Now this is just my opinion and it worked for me. Per Steve Martin in the movie "Mixed Nuts", "In every POTHOLE, there is HOPE" (if you re-arrange the letters and so on).
I was faced with a similar situation. I sought out the challenges of the project I disliked and tried to, as dispassionately as possible, look at the aspects of the project however small that I would consider working on. I did exactly that. Yes, I had to construct a convincing argument for my adviser as to why focussing on a sub-aspect of my project whilst not losing track of the bigger chunk would be useful for me and the project. Yes, I did have a quasi-supportive adviser and an quasi-supportive department chair who wanted me to succeed since the "greater good" of my public university was at stake.

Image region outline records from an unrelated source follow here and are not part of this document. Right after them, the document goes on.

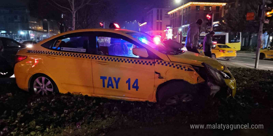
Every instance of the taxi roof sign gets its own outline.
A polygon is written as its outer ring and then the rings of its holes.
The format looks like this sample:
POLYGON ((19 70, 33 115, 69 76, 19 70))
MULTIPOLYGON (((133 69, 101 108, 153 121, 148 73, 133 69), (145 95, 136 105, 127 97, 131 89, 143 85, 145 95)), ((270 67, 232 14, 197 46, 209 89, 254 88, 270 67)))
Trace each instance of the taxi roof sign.
POLYGON ((120 27, 119 27, 119 25, 117 23, 110 23, 110 25, 109 25, 109 28, 119 29, 120 28, 120 27))

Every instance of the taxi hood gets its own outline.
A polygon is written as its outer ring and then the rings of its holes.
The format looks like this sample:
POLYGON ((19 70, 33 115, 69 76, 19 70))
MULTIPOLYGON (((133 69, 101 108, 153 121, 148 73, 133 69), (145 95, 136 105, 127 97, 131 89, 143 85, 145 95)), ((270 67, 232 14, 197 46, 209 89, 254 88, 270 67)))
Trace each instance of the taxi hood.
POLYGON ((218 70, 224 70, 224 65, 217 60, 189 51, 181 54, 168 56, 172 62, 199 66, 204 62, 218 70))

Since you have already "talked to your adviser", you may need to wait it out for a semester or so before you broach the subject matter again. i.e., if you find aspects of the project you like (time can change our perspective).

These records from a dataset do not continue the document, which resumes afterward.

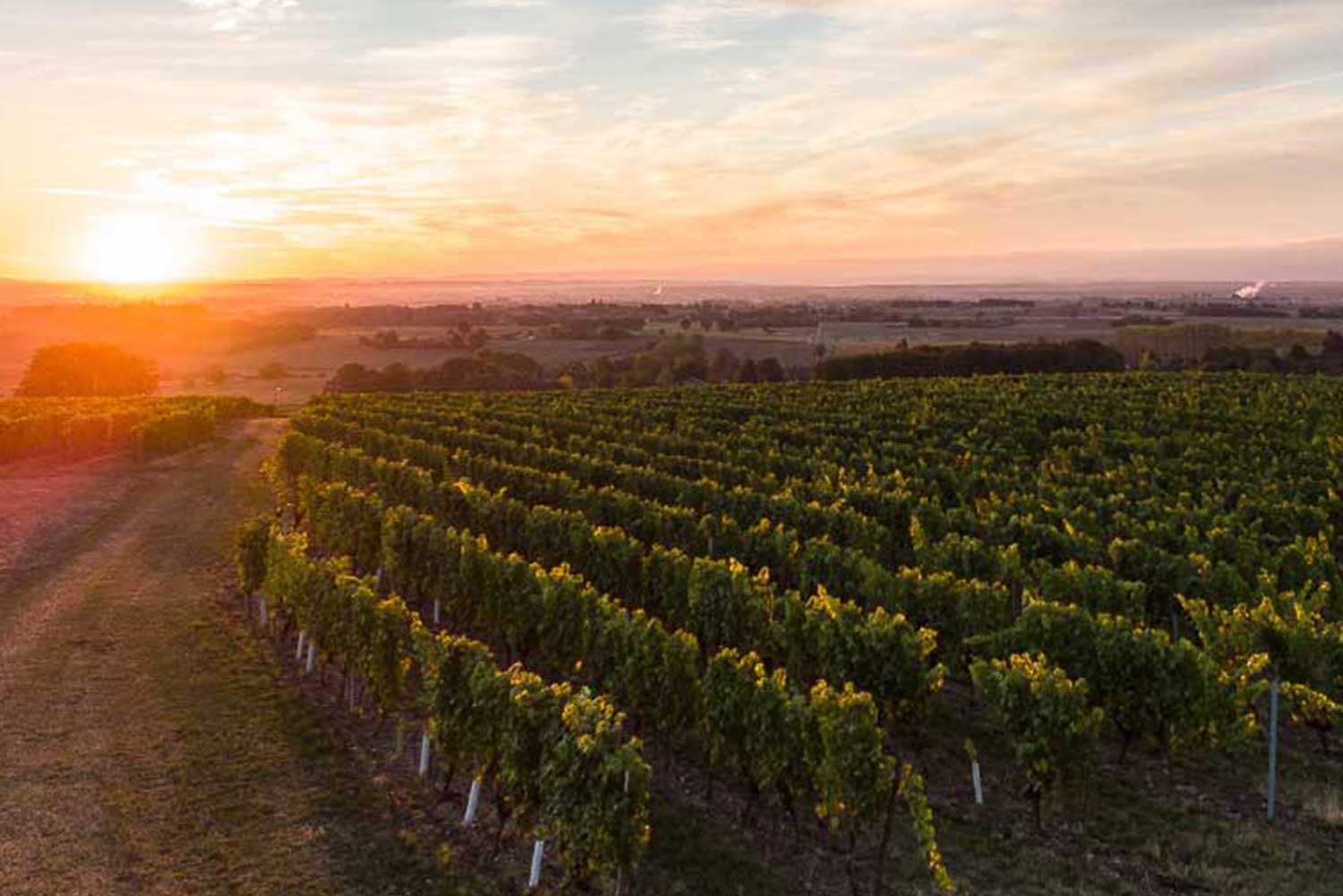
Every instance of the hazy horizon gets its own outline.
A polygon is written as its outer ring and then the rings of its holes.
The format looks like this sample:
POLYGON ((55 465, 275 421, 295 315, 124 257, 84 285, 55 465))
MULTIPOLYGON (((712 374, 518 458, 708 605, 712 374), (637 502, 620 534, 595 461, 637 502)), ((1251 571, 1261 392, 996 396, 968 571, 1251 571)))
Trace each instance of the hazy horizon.
POLYGON ((1343 279, 1288 0, 3 0, 0 275, 1343 279))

If you don't... perhaps you would need to cut and run to another research group or university since your professional life would be at stake.
So in summary, those are the two options that I had:
- Focus on a sub-project of the main project. Link that to the success of the main project and work in that direction. Worked out for me! I am happier with my contributions to the field.
- If things go from "bad to worse", cut and run to another group/univ.
Subplot: Yes, per Badroit's answer, you should generally heed your adviser's er... advice. Since they would generally look at the greater good and the bigger picture. But you would know best about his/her personality and you may need to use your gut feelings in such situation.
Good luck! Either way, it will be a character building exercise which will also provide you with interesting technical skills and temperament which are the subtle skills necessary for success in industry or academia (or so I am told).